The pen-and-paper workarounds employed by healthcare providers who use an EMR system may help make EMRs even more useful, according to research in the September issue of the International Journal of Medical Informatics.
Lead author Jason Saleem, PhD, a Regenstrief Institute investigator and assistant research professor in the Purdue School of Engineering and Technology at Indiana University-Purdue University in Indianapolis, said that EMRs are "instantly accessible to the healthcare team. But so much information is included in an EMR, how does the individual healthcare provider pick out what is important at a specific time? Not all uses of paper are bad and some may give us ideas on how to improve the interface between the healthcare provider and the electronic record."
In the study of 20 healthcare workers at the Roudebush VA Medical Center in Indianapolis, the investigators found 125 instances of paper use that fell into 11 categories. The most frequently cited reasons for using paper workarounds were efficiency and ease of use.
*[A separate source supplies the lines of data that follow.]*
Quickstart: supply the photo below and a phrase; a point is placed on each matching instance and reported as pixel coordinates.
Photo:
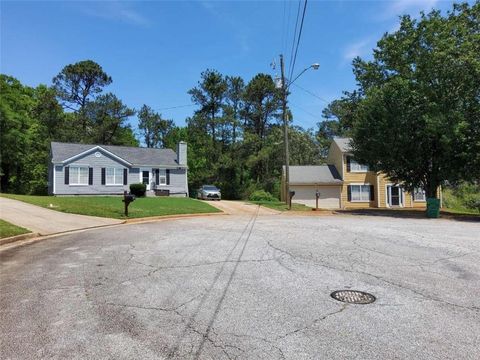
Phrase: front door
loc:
(146, 178)
(394, 195)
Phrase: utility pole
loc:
(285, 130)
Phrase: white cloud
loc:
(116, 11)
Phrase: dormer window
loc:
(353, 166)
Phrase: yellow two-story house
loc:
(346, 184)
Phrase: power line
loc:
(294, 38)
(307, 112)
(298, 39)
(312, 93)
(175, 107)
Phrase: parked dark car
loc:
(209, 192)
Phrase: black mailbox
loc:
(127, 199)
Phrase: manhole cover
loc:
(353, 296)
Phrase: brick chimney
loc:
(182, 153)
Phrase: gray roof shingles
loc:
(133, 155)
(318, 174)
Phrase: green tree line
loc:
(235, 137)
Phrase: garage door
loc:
(329, 196)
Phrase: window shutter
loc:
(67, 175)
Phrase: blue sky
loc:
(155, 51)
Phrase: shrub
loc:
(262, 195)
(138, 189)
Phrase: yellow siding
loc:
(380, 182)
(357, 178)
(335, 157)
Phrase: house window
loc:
(114, 176)
(162, 177)
(78, 175)
(419, 194)
(360, 193)
(356, 167)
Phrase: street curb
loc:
(26, 239)
(11, 239)
(170, 217)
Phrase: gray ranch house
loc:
(81, 169)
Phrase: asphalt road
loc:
(246, 287)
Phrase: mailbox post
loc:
(317, 196)
(291, 194)
(127, 199)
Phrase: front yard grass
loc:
(112, 206)
(281, 206)
(7, 229)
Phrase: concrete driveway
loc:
(44, 221)
(240, 208)
(246, 287)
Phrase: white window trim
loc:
(150, 176)
(361, 184)
(424, 196)
(78, 177)
(357, 171)
(388, 195)
(114, 176)
(164, 178)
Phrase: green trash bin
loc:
(433, 208)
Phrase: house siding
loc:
(349, 178)
(335, 157)
(97, 163)
(379, 182)
(177, 186)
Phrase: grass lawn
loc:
(112, 206)
(7, 229)
(281, 206)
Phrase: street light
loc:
(285, 87)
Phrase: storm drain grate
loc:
(353, 296)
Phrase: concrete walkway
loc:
(45, 221)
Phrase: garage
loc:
(306, 180)
(329, 196)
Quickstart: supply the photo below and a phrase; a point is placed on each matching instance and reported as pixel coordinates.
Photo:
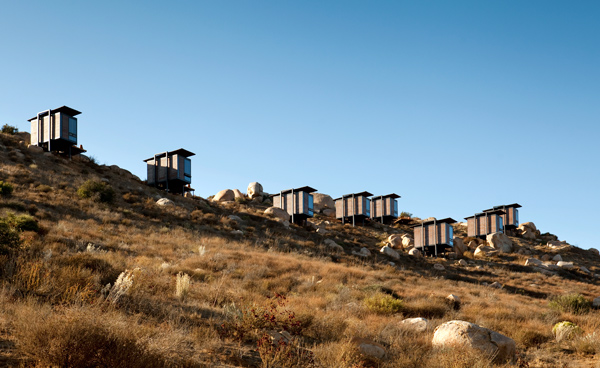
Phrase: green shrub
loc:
(5, 189)
(381, 303)
(97, 190)
(22, 222)
(572, 303)
(9, 129)
(9, 238)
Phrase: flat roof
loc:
(306, 189)
(392, 195)
(181, 152)
(364, 194)
(448, 220)
(488, 212)
(66, 109)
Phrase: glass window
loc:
(73, 130)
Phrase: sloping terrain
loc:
(100, 275)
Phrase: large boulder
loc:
(254, 190)
(278, 213)
(390, 252)
(322, 201)
(462, 334)
(459, 246)
(499, 241)
(224, 196)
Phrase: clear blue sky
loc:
(454, 105)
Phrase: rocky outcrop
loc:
(254, 190)
(500, 242)
(461, 334)
(322, 201)
(277, 213)
(224, 196)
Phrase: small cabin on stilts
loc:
(171, 171)
(353, 207)
(484, 223)
(55, 130)
(297, 202)
(384, 208)
(434, 236)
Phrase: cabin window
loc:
(73, 130)
(187, 170)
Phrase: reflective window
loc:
(73, 130)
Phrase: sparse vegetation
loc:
(99, 191)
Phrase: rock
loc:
(459, 246)
(565, 265)
(322, 201)
(235, 218)
(557, 258)
(332, 244)
(453, 299)
(237, 194)
(461, 334)
(533, 262)
(165, 202)
(278, 213)
(254, 190)
(369, 348)
(224, 195)
(35, 149)
(415, 253)
(484, 251)
(395, 241)
(390, 252)
(364, 252)
(329, 212)
(417, 324)
(439, 267)
(566, 330)
(500, 242)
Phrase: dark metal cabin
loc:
(56, 130)
(385, 208)
(353, 207)
(510, 216)
(434, 236)
(297, 202)
(171, 171)
(484, 223)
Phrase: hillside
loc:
(116, 280)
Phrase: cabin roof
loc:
(181, 152)
(488, 212)
(448, 220)
(66, 109)
(306, 189)
(515, 205)
(392, 195)
(364, 194)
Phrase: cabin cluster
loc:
(55, 130)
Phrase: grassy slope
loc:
(55, 311)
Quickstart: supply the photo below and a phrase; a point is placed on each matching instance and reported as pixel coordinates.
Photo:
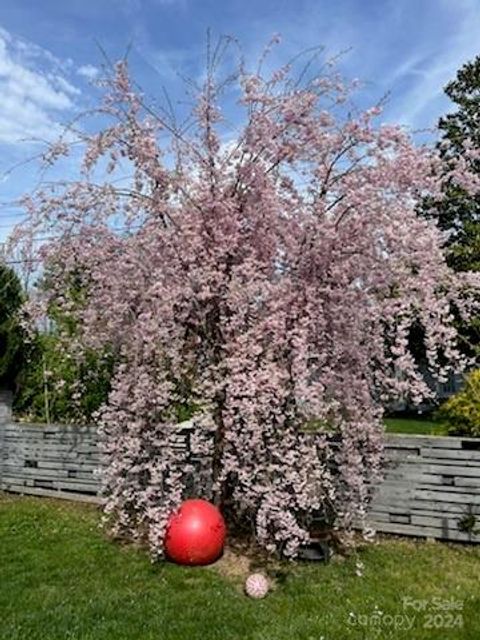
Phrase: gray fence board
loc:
(430, 482)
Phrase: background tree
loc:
(270, 281)
(458, 212)
(12, 347)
Second most frequently was as a memory aid. The third most frequent reason was to recognize or alert others to new or important information.
"Any use of pen-and-paper workarounds needs to be coordinated with the electronic record because if it circumvents the electronic medical records it creates the potential for medical error," said Saleem, who is also a research scientist at the Health Services Research and Development Center of Excellence on Implementing Evidence-Based Practice at the Roudebush VA Medical Center in Indianapolis.
An example of use of paper which the researchers labeled as useful was the issuing of pink index cards upon arrival at a clinic to patients who had high blood pressure. The data also was entered into the EMR. The pink cards were passed along to the physician to alert him or her to elevated blood pressure. The study, which was descriptive in nature, did not speculate on whether this alert function could be performed equally as well by the electronic system.
Noting that electronic systems have the capability to alert clinicians reliably and consistently, the study recommended that designers of these systems consider decreasing the overall number of alerts so clinicians do not ignore them due to information overload.
The U.S. Department of Veterans Affairs funded the study.